The Catalan numbers are one of the most pervasive sequences in combinatorics. Stanley’s book on enumerative combinatorics lists over 200 distinct combinatorial interpretations of $C_n$. The power of the theory is not just that the formula works, but that the bijections between interpretations are themselves mathematically illuminating. Understanding why parenthesizations and lattice paths give the same count is more valuable than knowing the formula.
Five Interpretations
Let $C_n$ denote the $n$-th Catalan number ($C_0 = 1$). The following sets all have the same size $C_n$:
-
Parenthesizations: the number of ways to fully parenthesize a product of $n+1$ factors.
-
Full binary trees: the number of full binary trees (every internal node has exactly 2 children) with $n+1$ leaves (equivalently, $n$ internal nodes).
-
Monotone lattice paths: the number of monotone paths from $(0,0)$ to $(n,n)$ using unit steps right (R) and up (U) that never go strictly above the diagonal $y = x$.
-
Balanced parentheses: the number of strings of $n$ opening and $n$ closing parentheses that are valid (every prefix has at least as many opens as closes).
-
Polygon triangulations: the number of ways to triangulate a convex $(n+2)$-gon by drawing non-crossing diagonals.
For example, $C_3 = 5$:
- 5 parenthesizations of $abcd$
- 5 full binary trees with 4 leaves
- 5 paths from $(0,0)$ to $(3,3)$ not going above $y = x$
- 5 valid strings of 3 open and 3 close brackets
- 5 triangulations of a convex pentagon
The bijections between these interpretations are instructive. A full binary tree with $n+1$ leaves corresponds to a parenthesization of $n+1$ factors (each internal node represents a multiplication). A valid bracket sequence corresponds to a lattice path (open bracket = step right, close bracket = step up). These bijections make precise the sense in which all five interpretations are “the same” combinatorial structure.
The Recurrence
The Catalan numbers satisfy the recurrence
$$C_0 = 1, \qquad C_n = \sum_{i=0}^{n-1} C_i \cdot C_{n-1-i} \quad \text{for } n \geq 1.$$
Derivation (binary trees). Every full binary tree with $n+1$ leaves has a root whose left subtree has $i+1$ leaves and right subtree has $n-i$ leaves, for some $0 \leq i \leq n-1$. The number of left subtrees is $C_i$ and the number of right subtrees is $C_{n-1-i}$. Summing over all splits:
$$C_n = \sum_{i=0}^{n-1} C_i \cdot C_{n-1-i}.$$
This convolution structure is what makes generating functions the natural tool for computing $C_n$.
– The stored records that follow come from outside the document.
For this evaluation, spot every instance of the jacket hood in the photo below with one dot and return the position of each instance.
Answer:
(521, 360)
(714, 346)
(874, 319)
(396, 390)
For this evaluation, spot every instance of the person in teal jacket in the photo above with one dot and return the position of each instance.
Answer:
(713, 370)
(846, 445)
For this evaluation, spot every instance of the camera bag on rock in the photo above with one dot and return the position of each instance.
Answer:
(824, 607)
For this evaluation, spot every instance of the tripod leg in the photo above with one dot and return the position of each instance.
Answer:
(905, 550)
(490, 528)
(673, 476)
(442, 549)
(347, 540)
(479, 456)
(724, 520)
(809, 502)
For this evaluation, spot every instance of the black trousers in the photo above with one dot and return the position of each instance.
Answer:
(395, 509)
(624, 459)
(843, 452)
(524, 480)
The first several values, computed from the recurrence:
| $n$ | 0 | 1 | 2 | 3 | 4 | 5 | 6 | 7 |
|---|---|---|---|---|---|---|---|---|
| $C_n$ | 1 | 1 | 2 | 5 | 14 | 42 | 132 | 429 |
The Closed Form via Lattice Paths
The lattice path interpretation gives the cleanest derivation of the closed form.
Theorem. $C_n = \dfrac{1}{n+1}\dbinom{2n}{n}.$
Proof (ballot problem / reflection argument).
The total number of monotone paths from $(0,0)$ to $(n,n)$ is $\binom{2n}{n}$ - we choose which $n$ of the $2n$ steps are rightward.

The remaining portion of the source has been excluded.